US20160321499A1

US20160321499A1 - Learn-Sets from Document Images and Stored Values for Extraction Engine Training

Info

Publication number: US20160321499A1
Application number: US14/697,692
Authority: US
Inventors: Ralph MEIER; Johannes HAUSMANN; Harry Urbschat; Thorsten WANSCHURA
Original assignee: Lexmark International Technology SARL
Current assignee: Lexmark International Technology SARL
Priority date: 2015-04-28
Filing date: 2015-04-28
Publication date: 2016-11-03

Abstract

Storage volumes with historic values from document processing are used to create learn-sets for extraction engine training. Text and locations of the text in documents are obtained, such as with OCR routines or by retrieval from storage. The values of the storage volumes get matched to the text and the locations of the text are associated back to the values. Both the values and their locations are provided to extraction engine(s) for training. The form of the values and text may or may not match exactly. A degree of fuzziness matching occurs depending upon a type of value in storage. Types can be provided as user input, defined by entry in a database, or determined heuristically through characters found in the values and text. Merging of character fragments defines still other embodiments as does arranging executable code into modules for hardware, such as imaging devices.

Description

FIELD OF THE EMBODIMENTS

The present disclosure relates to training extraction engines. It relates further to learn-sets for training obtained from document images and historic data related to the documents saved on storage volumes for an enterprise. The techniques are typified for use in training extraction engines for invoice processing or other work flows.

BACKGROUND

To train extraction engines with documents, text and locations of the text on the documents are obtained. Optical Character Recognition (OCR) routines executed on images of the documents provide this information as do Portable Document Format (PDF) files with text, or by other means, as is known. Enterprises often store these images or hard copy versions of the documents for years for purposes of auditing, financing, taxing, etc. Enterprises also often store values pertaining to the documents. With invoicing documents, enterprises regularly store data such as payee names, due dates, account numbers, amounts paid, addresses, and the like.
The inventors have identified techniques to train extraction engines by exploiting this stored data relating to documents.

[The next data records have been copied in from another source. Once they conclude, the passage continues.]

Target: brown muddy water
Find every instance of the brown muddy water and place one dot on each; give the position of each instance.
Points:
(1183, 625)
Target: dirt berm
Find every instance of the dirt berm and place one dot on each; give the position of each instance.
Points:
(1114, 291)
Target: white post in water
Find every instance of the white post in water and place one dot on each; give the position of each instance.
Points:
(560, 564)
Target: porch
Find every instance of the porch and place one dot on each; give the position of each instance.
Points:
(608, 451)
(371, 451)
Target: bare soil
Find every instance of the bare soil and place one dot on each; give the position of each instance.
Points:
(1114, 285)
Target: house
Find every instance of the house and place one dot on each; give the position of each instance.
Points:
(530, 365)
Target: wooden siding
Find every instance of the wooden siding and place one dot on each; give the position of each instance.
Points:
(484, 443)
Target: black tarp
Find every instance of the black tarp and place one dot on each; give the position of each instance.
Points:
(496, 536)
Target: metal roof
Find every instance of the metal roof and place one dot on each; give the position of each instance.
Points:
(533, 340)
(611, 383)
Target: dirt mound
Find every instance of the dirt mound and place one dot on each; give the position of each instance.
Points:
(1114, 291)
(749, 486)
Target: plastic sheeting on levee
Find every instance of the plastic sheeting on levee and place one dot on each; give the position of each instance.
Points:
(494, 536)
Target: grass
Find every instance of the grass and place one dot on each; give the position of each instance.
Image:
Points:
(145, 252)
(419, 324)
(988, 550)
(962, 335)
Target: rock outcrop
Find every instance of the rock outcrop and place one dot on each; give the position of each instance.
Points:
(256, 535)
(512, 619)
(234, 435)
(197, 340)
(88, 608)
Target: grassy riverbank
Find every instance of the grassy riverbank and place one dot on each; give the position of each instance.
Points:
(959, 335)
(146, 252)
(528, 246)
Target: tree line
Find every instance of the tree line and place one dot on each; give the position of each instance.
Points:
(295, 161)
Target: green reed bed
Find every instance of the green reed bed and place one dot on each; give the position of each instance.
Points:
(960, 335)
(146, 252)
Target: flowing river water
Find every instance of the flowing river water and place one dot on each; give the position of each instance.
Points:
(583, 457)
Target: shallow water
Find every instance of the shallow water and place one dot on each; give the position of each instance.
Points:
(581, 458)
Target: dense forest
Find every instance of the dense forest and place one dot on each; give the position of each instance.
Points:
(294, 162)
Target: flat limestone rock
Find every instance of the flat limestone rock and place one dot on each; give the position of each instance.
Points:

In combination with hard copies of the document or stored images, techniques ensue that determine localization of the stored values in the documents, but whose values otherwise have no localization information associated therewith. Appreciating that many imaging devices have scanners and resident controllers, the inventors have further identified execution of their techniques as part of executable code for implementation on hardware devices. They have also noted additional benefits and alternatives as seen below.

SUMMARY

The above and other problems are solved by methods and apparatus for creating learn-sets from document images and stored values for extraction engine training. The techniques are typified for use in training extraction engines for invoice processing by exploiting databases of enterprises having years of data from invoice documents, such as payee names, due dates, account numbers, amounts paid, addresses, and the like.
In a representative embodiment, storage volumes (e.g., databases) with historic values from document processing get converted into learn-sets for extraction engine training. Images of the document get processed to receive text and locations of the text in the document, such as with OCR or stored image data. Data in the storage volumes includes document values comprised of characters and defining value types. They represent items such as dates, monetary amounts, account numbers, words, phrases, and the like. Their form may or may not match exactly to the text of the document from which they were obtained. Through fuzzy matching, the values are associated to the text and their locations to obtain localization information for the values of the database. This is then supplied to an extraction engine for training Implementation as executable code on a controller of an imaging device with a scanner typifies an embodiment. Determining which types of values in the storage volumes get mapped to the text of the document defines another embodiment as does application of differing fuzzy rules depending on the value type. Merging of character fragments defines still another embodiment. Arranging executable code into modules according to function is still yet another feature.
These and other embodiments are set forth in the description below. Their advantages and features will become readily apparent to skilled artisans. The claims set forth particular limitations.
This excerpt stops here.